A new Substack talk show.
Plus a review of Ben Lerner's Transcription.
Good afternoon, everyone.
Last night, I got dinner at Dean’s, the new British pub from the same team behind King. Their Guinness tap was staying busy all night behind the gorgeous wood bar, but I went for a carrot margarita. It was a long day. The fish and chips were hot and crispy, and the April sun stayed out until the early evening, which made the whole room feel lively and cozy. For dessert, the team sent me and my friend Gabrielle Scelzo these chocolate and vanilla cream-filled brandy snaps that were really spectacular. Like biting into a lacy butterscotch cigar.
Today’s newsletter includes: Shakeups at Interview Magazine, Ridgewood’s favorite nightclub is reopening this weekend, you don’t need an investor to start a Substack talk show, and a review of Ben Lerner’s Transcription.
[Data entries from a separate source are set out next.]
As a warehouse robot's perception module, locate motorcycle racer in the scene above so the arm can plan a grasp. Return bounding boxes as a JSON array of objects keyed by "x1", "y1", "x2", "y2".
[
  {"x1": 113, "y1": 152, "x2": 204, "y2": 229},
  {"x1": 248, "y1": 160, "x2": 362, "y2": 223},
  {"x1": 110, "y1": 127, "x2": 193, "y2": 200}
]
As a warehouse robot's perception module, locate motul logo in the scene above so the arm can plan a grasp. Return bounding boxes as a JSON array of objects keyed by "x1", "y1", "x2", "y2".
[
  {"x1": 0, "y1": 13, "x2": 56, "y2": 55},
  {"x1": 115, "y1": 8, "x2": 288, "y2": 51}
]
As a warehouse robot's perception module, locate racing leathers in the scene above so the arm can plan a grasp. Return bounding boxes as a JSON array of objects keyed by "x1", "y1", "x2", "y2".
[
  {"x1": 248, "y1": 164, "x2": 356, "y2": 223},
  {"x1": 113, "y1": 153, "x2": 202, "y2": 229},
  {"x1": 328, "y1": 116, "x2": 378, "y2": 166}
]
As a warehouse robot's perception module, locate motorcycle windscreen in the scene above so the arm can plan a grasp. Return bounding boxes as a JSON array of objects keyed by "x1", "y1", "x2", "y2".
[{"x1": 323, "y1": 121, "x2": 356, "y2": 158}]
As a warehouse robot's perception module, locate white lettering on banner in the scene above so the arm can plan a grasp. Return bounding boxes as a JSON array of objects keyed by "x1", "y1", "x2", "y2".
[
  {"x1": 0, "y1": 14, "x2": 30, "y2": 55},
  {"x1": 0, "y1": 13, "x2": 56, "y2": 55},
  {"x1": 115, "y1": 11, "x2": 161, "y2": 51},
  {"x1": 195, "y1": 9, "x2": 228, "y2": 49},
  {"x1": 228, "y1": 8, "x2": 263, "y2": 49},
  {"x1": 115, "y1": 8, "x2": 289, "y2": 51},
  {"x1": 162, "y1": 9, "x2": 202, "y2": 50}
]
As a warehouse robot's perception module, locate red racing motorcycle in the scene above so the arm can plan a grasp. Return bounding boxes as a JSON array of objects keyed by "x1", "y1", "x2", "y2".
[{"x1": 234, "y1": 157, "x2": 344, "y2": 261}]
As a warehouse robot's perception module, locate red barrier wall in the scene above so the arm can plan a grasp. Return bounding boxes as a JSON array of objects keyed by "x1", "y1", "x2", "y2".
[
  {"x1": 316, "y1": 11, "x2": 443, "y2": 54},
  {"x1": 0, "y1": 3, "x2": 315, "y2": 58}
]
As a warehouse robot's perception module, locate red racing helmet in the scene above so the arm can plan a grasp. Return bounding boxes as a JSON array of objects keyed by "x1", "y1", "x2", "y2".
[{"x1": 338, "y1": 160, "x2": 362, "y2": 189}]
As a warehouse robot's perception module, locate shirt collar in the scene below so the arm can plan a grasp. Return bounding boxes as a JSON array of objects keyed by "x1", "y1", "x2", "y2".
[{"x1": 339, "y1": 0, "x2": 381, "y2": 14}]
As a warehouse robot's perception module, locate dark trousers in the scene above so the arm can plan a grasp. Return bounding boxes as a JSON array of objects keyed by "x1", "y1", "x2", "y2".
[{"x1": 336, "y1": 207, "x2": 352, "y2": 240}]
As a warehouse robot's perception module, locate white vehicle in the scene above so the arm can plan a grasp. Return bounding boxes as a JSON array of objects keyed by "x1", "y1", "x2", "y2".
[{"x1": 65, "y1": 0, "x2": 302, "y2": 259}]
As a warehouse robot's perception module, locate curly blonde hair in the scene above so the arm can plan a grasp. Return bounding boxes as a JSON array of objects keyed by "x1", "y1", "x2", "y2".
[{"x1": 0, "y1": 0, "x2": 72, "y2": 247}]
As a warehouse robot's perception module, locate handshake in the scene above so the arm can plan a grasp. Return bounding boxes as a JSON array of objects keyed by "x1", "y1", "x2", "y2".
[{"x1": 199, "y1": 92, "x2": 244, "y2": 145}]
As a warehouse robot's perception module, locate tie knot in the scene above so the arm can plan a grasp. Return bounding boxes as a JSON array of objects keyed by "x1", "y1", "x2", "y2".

Feed Me’s next West Coast edition 🌴☀️🎥 🌁 is coming out soon. Have a story you’d like to include? Reply to this email or text the Feed Me Tip Line: (646) 494-3916
I Want To Tell You About: Transcription
I don’t remember how I first learned about Ben Lerner’s new novel, Transcription, which is out this week. But I remember that when someone told me the premise, I got tiny goosebumps on my arms. One of my readers was able to get a copy sent to me early (thank you), and a few weeks ago I slipped it in my bag on the way out the door to the airport. In the opening pages, an unnamed narrator drops his phone in a hotel bathroom sink minutes before he’s supposed to record an interview for a profile of his 90-year-old mentor for an unnamed magazine.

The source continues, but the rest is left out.